Exuberance Then vs. Exuberance Now
Having invested for more than 35 years, I’ve seen periods of euphoria and fear. I vividly remember December 1996 when Fed Chair Alan Greenspan famously questioned whether markets were becoming “irrationally exuberant.” Back then, the NASDAQ sat near 1,300. Over the next three years it soared past 5,100 (almost quadrupling), only to crash nearly 80% by 2002.
But here’s the twist: it’s true, we did experience a “tech bubble burst”, but where is the NASDAQ index value today? Amazingly, the index stands at 23,000 (see chart below) – an 18x increase above the 1996 level when Greenspan gave his irrational exuberance speech! So, in hindsight, the sound we heard during 2000 was not the tech bubble bursting but rather an internet Big Bang! The internet wasn’t a speculative fad—it was the foundation of a global transformation.
So, what about AI?

Source: Macrotrends LLC
Internet Cycle vs. AI Supercycle
The internet era lifted the number of online users from zero to five billion—over 60% of the planet (see chart below). The AI wave kicked off publicly in November 2022 with ChatGPT’s release. In under three years, the NASDAQ has more than doubled. That pace isn’t sustainable forever, of course. Bubbles form, emotions swing, and markets correct. But dismissing AI as a fad ignores its unmistakable—and accelerating—impact.
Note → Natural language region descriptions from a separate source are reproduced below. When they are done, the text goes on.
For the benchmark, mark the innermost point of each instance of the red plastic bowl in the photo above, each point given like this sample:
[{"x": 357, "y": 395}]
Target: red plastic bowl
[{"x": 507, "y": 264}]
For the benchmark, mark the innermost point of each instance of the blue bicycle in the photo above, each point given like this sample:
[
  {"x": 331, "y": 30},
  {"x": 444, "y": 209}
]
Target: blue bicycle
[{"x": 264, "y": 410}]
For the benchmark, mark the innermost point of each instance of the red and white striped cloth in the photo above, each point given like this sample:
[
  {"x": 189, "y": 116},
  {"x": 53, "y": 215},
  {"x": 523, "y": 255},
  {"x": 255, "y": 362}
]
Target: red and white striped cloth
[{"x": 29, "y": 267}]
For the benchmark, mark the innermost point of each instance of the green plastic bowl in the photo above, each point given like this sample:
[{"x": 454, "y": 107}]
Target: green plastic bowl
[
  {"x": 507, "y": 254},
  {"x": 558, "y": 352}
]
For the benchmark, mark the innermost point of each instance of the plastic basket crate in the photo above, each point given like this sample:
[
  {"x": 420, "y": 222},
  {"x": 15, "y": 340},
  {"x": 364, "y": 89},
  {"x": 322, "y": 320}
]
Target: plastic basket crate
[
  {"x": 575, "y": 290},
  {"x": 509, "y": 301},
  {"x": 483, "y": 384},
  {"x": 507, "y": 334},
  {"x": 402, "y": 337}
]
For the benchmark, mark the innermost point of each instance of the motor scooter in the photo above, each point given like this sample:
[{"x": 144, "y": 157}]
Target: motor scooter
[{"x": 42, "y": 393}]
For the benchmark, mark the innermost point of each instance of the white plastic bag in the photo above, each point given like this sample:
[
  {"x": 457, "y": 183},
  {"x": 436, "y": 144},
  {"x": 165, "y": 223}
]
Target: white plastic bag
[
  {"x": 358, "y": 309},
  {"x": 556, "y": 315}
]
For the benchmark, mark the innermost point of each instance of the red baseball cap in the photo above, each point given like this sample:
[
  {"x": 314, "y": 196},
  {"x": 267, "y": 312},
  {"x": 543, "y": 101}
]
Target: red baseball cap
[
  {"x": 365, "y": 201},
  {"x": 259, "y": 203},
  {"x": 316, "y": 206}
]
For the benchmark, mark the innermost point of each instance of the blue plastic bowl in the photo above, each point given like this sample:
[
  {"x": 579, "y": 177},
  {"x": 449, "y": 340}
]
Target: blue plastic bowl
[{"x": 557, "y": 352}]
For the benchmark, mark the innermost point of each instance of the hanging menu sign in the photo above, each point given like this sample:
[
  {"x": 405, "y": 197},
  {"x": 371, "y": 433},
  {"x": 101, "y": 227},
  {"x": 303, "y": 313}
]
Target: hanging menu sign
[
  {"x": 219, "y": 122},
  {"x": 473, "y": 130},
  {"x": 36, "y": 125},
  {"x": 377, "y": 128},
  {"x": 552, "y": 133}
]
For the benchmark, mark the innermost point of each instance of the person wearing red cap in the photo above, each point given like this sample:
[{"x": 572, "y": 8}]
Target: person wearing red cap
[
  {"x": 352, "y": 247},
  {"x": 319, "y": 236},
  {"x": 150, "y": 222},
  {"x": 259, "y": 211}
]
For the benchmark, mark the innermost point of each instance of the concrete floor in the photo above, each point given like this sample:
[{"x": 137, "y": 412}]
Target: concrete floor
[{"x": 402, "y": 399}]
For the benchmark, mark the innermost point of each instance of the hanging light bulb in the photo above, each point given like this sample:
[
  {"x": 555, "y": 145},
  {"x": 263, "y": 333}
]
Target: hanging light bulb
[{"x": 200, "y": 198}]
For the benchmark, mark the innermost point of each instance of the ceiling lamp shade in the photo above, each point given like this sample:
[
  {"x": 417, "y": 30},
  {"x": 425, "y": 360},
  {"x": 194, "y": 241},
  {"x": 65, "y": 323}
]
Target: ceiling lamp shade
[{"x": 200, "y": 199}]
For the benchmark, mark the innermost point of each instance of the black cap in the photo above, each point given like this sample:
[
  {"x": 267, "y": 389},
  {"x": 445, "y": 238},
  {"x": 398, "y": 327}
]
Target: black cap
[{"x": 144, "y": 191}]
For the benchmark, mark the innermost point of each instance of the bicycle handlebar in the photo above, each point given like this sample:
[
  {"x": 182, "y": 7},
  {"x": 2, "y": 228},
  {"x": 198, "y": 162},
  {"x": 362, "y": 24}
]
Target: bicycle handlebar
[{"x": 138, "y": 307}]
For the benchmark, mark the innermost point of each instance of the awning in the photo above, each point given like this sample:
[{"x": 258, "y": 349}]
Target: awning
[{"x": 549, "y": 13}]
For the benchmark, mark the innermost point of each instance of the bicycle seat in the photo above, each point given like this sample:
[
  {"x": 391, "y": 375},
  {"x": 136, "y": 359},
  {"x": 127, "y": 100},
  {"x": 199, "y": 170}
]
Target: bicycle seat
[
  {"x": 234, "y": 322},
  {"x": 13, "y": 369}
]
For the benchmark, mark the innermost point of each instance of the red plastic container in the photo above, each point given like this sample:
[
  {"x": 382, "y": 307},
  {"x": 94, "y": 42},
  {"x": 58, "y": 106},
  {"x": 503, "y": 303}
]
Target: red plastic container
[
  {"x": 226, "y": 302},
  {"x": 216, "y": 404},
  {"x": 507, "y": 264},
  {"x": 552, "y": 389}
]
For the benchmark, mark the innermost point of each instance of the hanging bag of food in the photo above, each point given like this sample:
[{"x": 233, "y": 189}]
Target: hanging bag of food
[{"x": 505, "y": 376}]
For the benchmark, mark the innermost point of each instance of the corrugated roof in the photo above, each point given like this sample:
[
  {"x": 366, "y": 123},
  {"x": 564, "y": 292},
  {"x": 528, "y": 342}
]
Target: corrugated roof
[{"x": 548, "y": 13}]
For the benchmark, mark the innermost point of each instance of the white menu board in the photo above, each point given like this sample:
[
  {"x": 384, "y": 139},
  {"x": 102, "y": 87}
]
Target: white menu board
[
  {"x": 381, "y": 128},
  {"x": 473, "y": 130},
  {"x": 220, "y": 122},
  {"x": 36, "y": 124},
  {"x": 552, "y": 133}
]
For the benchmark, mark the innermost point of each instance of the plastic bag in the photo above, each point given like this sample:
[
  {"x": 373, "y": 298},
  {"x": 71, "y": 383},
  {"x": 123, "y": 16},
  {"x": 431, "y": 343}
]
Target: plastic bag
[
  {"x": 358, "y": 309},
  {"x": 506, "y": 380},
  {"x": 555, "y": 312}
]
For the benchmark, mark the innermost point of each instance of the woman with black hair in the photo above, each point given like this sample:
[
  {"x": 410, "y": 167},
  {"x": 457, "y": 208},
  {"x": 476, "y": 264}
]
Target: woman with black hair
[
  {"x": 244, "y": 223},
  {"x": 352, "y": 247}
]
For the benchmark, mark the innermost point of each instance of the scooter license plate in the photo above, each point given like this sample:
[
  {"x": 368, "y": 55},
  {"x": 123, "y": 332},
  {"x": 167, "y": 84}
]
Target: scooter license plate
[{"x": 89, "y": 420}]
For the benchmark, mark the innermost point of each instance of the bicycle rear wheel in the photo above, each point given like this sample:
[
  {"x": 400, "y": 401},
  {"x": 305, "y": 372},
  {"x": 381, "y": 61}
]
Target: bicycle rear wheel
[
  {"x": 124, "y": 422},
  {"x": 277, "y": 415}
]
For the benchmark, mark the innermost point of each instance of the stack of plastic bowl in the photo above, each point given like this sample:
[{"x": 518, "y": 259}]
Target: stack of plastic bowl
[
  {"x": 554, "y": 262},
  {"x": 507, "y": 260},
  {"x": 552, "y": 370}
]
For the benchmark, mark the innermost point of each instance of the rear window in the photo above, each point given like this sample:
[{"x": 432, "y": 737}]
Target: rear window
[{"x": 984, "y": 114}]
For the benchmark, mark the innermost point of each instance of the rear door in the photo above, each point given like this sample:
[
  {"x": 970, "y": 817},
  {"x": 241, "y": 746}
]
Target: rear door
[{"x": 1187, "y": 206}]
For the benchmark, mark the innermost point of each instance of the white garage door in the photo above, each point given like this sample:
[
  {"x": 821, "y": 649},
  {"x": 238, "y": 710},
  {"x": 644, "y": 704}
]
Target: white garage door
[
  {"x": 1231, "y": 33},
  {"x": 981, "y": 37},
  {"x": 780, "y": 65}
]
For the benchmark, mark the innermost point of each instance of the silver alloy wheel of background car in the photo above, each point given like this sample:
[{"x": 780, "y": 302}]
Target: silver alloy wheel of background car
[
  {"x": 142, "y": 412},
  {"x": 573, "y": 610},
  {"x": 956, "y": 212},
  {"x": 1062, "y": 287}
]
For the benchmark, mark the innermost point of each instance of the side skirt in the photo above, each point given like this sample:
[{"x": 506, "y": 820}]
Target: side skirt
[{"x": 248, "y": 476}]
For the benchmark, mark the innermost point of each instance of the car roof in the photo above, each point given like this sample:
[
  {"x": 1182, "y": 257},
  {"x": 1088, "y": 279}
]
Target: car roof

Source: BOND – Mary Meeker
With the rapid appreciation in the stock market, it’s important for investors to identify and understand the warning signs of potential bubble bursting or market crash. In fact, I continue to do my part by studying past crashes. My shipment of Andrew Ross Sorkin’s book, 1929: Inside the Greatest Crash in Wall Street History just arrived and all these lessons remind us that not all booms are bubbles, and not all crashes end innovation.
Not All Bubbles are Created Equal
Major market drawdowns are part of a long-term investor’s journey:
- 1929: Great Crash
- 1973-74: Nifty-Fifty
- 1987: Black Monday
- 2000: Dot-com bust
- 2008: Financial crisis
- 2020: COVID crash
Many pundits today are now asking is this AI surge the next bubble? Valuations, as measured by P/E ratios (Price/Earnings), suggest a very different setup than in 2000.
Back then, many tech leaders traded at 100x+ earnings. Today’s Magnificent Seven tech leaders are elevated, but nowhere near dot-com extremes:
- NVIDIA Corporation (NVDA): 57x
- Apple Inc. (AAPL): 36x
- Microsoft Corp. (MSFT): 36x
- Alphabet Inc. (GOOG): 32x
- Amazon.com, Inc. (AMZN): 31x
- Meta Platforms, Inc. (META): 23x
*Source: MarketSurge – only Tesla, Inc. (TSLA) has a P/E higher than 100x.
For the S&P 500 overall, the index has a forward P/E of 22.8x (Yardeni Research), significantly lower than 2000 levels and nowhere near bubble territory.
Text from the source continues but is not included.